It’s Labor Day Weekend, and for 90 percent of the work force it’s a chance to kick up their feet and relax. And for the other 10 percent, well, it’s just another three days to try to figure out how to make some money.
But prospects aren’t as bleak as they might seem if people can figure out how to tap their own talents and actually do something they love. Just ask Jimi Taylor of Taylor Made Gift Baskets in Lilburn.
Taylor said her business has never been better and demand for her baskets just keeps growing. No matter how bad the economy, people still keep giving gifts, everything from graduation gifts for grandkids to corporate gifts for clients.
Taylor, who has been in the gift basket business for 22 years, says there are countless opportunities for making money through gift giving. In fact, she’s even written a book about it. Her book, “Been There Done That: How to Start a Successful Gift Basket Business,” includes everything from tips on networking to sample business letters. Taylor, who stresses that business skills are more important than artistic ability, also conducts gift basket workshops all over the country.
People ask why in the world she goes out and creates competition.
“I’m not worried about competition,” Taylor says. “There’s room out there for everyone.”
Actually, there’s a need for more gift basket creators. But you don’t have to operate at this level to make money. Taylor says there’s a huge demand for gift items, noting that everyone she knows, herself included, started out in their own kitchen.
“Right now, there’s a big demand for things that are Southern,” she said.
Some of her big sellers include Native South, founded by Lynne Brice of Conyers, which features novelty foods such as peach-shaped tortilla chips.
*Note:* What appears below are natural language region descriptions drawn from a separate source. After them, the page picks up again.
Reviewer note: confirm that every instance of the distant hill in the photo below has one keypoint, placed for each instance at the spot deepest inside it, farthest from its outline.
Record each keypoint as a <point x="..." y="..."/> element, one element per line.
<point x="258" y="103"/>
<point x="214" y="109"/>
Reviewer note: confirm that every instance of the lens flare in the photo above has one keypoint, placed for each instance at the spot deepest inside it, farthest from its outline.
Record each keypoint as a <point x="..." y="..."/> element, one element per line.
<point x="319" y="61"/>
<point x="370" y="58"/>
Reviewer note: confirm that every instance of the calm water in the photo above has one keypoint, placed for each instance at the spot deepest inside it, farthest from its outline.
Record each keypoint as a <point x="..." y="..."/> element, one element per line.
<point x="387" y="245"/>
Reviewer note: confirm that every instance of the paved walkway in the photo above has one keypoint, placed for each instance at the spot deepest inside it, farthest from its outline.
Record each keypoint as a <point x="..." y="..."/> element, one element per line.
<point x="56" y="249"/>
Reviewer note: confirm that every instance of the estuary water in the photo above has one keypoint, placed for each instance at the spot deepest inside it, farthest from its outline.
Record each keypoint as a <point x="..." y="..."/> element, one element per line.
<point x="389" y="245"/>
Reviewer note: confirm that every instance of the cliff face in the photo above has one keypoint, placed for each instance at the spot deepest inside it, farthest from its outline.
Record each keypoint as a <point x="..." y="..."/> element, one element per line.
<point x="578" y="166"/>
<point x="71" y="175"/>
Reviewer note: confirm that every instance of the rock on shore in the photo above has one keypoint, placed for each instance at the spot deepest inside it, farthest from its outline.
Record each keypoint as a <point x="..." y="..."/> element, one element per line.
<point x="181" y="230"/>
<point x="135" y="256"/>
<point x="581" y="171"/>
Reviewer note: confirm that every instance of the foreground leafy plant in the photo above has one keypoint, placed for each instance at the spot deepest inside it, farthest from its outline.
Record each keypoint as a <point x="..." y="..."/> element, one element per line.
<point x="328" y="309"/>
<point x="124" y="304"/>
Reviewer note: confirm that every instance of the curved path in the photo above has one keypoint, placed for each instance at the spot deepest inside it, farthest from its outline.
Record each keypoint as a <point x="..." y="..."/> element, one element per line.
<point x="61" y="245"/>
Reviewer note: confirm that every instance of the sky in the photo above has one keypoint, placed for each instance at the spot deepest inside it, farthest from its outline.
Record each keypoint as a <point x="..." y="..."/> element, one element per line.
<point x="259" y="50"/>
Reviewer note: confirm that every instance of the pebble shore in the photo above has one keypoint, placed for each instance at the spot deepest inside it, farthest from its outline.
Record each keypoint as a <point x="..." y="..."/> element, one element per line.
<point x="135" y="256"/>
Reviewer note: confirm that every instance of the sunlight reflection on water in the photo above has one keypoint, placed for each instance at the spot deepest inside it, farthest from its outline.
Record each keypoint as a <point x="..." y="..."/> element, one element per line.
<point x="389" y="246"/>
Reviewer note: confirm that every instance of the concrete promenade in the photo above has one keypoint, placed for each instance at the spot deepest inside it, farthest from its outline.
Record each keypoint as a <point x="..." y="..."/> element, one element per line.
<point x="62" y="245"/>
Nam’s Bits, dime-sized chocolate chip cookies, were inspired by the owner’s “nammy” who baked them with love for her grandchildren. And the newest kid on the block is Channon “Chay” Powell in Norcross. After losing her job, she drew on her Big Easy roots and founded Chay J’s New Orleans Candies, featuring, among other delights, her signature Creole pretzels.
And it doesn’t have to be about food. Music is also marketable. Pianist Judy Boehm, of Suwanee recorded four CDs, which are among the most requested items on Taylor’s shelves. Other popular gift items include homemade soap and a microwaveable facial wrap.
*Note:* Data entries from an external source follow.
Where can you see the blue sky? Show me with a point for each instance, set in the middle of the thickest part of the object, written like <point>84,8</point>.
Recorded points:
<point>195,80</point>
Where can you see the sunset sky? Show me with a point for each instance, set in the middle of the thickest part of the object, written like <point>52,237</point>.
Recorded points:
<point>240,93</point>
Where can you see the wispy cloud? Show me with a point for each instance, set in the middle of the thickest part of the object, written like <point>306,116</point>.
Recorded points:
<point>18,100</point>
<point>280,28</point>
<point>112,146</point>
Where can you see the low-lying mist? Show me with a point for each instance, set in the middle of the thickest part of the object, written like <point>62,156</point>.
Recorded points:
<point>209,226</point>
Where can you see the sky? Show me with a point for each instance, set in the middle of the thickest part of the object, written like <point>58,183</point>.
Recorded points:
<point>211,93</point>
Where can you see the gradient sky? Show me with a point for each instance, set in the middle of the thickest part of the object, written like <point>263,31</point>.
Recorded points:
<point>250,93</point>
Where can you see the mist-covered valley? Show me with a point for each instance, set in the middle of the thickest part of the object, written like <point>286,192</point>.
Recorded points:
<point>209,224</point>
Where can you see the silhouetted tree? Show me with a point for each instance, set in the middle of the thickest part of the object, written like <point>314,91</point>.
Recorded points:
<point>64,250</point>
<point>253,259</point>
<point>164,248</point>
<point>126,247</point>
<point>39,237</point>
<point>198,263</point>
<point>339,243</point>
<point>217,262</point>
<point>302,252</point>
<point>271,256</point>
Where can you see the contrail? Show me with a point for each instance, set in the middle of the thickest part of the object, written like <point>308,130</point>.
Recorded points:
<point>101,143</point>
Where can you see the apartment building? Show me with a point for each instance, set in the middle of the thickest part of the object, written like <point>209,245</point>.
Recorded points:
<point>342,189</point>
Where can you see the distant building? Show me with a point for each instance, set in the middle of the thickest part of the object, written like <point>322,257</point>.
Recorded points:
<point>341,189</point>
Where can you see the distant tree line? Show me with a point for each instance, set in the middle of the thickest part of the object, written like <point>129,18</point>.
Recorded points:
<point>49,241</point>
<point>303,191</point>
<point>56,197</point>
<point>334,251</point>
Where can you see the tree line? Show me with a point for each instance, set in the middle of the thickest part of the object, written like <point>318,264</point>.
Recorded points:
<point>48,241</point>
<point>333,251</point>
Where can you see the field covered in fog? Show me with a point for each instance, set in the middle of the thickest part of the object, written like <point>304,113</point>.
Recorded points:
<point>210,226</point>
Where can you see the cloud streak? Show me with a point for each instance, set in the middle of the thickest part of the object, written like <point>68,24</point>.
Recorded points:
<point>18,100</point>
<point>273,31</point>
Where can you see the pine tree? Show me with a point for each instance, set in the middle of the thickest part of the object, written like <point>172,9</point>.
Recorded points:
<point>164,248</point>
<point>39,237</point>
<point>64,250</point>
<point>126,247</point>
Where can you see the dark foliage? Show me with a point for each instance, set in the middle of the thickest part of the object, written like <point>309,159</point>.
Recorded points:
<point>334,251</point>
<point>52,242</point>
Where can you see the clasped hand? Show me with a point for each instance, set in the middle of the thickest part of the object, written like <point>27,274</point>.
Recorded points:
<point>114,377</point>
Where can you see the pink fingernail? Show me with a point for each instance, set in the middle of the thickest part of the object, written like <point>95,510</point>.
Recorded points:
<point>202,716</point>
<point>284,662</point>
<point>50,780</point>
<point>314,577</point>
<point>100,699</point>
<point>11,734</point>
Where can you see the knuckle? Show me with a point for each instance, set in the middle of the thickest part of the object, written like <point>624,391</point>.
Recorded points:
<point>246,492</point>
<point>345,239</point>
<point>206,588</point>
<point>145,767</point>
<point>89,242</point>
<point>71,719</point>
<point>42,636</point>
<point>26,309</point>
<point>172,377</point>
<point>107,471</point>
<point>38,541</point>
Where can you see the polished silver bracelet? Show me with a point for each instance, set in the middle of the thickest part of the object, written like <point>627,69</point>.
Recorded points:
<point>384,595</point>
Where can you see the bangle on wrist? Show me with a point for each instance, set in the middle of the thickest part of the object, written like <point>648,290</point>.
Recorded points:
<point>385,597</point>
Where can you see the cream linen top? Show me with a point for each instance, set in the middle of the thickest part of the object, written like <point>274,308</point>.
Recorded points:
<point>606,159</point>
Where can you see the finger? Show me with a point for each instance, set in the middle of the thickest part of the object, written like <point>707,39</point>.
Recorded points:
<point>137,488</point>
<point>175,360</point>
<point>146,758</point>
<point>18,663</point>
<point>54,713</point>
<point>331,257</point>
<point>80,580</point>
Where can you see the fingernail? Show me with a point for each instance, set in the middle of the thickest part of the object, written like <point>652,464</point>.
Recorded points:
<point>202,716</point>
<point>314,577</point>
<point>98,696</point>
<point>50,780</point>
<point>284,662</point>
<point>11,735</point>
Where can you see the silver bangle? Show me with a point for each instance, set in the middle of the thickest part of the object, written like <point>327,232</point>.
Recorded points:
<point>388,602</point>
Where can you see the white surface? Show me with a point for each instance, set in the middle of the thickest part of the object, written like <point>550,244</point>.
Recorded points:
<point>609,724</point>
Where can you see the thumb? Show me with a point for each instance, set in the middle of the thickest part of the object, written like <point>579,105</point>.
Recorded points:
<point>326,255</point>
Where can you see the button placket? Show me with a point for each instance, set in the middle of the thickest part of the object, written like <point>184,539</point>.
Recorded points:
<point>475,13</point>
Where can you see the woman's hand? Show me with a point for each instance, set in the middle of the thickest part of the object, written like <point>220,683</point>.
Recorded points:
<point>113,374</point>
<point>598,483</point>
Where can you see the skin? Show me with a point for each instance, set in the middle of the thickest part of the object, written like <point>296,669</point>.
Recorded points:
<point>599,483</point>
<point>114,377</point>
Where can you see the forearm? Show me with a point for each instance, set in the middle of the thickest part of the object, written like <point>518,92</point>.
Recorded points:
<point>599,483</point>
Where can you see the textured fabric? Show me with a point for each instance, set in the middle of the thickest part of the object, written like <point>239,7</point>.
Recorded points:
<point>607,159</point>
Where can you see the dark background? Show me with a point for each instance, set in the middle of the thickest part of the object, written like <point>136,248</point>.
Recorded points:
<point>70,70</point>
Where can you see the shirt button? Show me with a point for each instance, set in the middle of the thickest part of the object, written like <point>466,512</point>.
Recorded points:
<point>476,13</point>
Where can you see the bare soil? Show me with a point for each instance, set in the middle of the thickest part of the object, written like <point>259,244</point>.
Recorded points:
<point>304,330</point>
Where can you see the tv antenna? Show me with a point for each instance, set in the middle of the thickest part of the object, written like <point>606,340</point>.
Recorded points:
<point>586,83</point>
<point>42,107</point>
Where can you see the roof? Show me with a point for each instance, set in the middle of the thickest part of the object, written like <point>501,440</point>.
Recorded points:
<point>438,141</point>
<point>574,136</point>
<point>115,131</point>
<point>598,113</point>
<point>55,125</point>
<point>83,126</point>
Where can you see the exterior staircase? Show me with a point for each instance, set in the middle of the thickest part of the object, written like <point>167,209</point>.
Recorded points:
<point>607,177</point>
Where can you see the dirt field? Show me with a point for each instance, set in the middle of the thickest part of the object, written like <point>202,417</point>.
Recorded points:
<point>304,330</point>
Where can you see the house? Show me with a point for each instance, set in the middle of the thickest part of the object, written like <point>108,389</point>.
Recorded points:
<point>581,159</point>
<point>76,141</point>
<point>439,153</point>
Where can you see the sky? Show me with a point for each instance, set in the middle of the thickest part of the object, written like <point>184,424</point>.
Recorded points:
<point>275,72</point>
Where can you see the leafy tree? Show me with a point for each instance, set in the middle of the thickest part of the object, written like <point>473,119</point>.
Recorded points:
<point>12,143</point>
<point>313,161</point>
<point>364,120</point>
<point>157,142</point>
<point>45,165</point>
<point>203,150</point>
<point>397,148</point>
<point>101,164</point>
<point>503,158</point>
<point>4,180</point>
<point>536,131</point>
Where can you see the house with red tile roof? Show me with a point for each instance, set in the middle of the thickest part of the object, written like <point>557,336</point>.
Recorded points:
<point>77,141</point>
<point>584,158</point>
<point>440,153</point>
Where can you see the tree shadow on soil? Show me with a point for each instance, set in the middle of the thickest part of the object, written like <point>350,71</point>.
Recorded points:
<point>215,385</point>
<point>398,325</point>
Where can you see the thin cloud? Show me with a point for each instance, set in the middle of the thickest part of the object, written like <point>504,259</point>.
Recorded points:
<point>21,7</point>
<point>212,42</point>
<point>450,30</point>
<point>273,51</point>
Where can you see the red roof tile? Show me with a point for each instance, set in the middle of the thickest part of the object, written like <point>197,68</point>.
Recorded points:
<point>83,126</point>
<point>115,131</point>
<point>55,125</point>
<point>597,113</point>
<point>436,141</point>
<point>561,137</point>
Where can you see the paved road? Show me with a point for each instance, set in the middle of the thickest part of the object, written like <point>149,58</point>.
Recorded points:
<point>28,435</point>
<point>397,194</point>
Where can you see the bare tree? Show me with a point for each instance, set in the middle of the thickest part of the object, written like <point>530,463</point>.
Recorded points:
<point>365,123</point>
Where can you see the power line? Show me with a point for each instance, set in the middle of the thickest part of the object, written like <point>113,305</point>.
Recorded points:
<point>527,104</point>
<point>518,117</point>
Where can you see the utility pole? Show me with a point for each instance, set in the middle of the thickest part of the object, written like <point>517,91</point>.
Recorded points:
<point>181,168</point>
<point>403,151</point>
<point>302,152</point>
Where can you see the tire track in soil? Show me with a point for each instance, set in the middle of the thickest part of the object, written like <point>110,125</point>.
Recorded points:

Taylor noted that she saw many products at the Farmer’s Markets this summer that could be wonderful gift basket fillers and that if anyone is interested going wholesale with their products, with Christmas around the corner, now is the time to get a foothold in the business.
“I’m already getting requests for Christmas items,” she said. “I hope I can fill them all.”
If you’re looking for labor — and yes, Taylor says, it does involve labor — how cool to think you can cash in on helping others to give.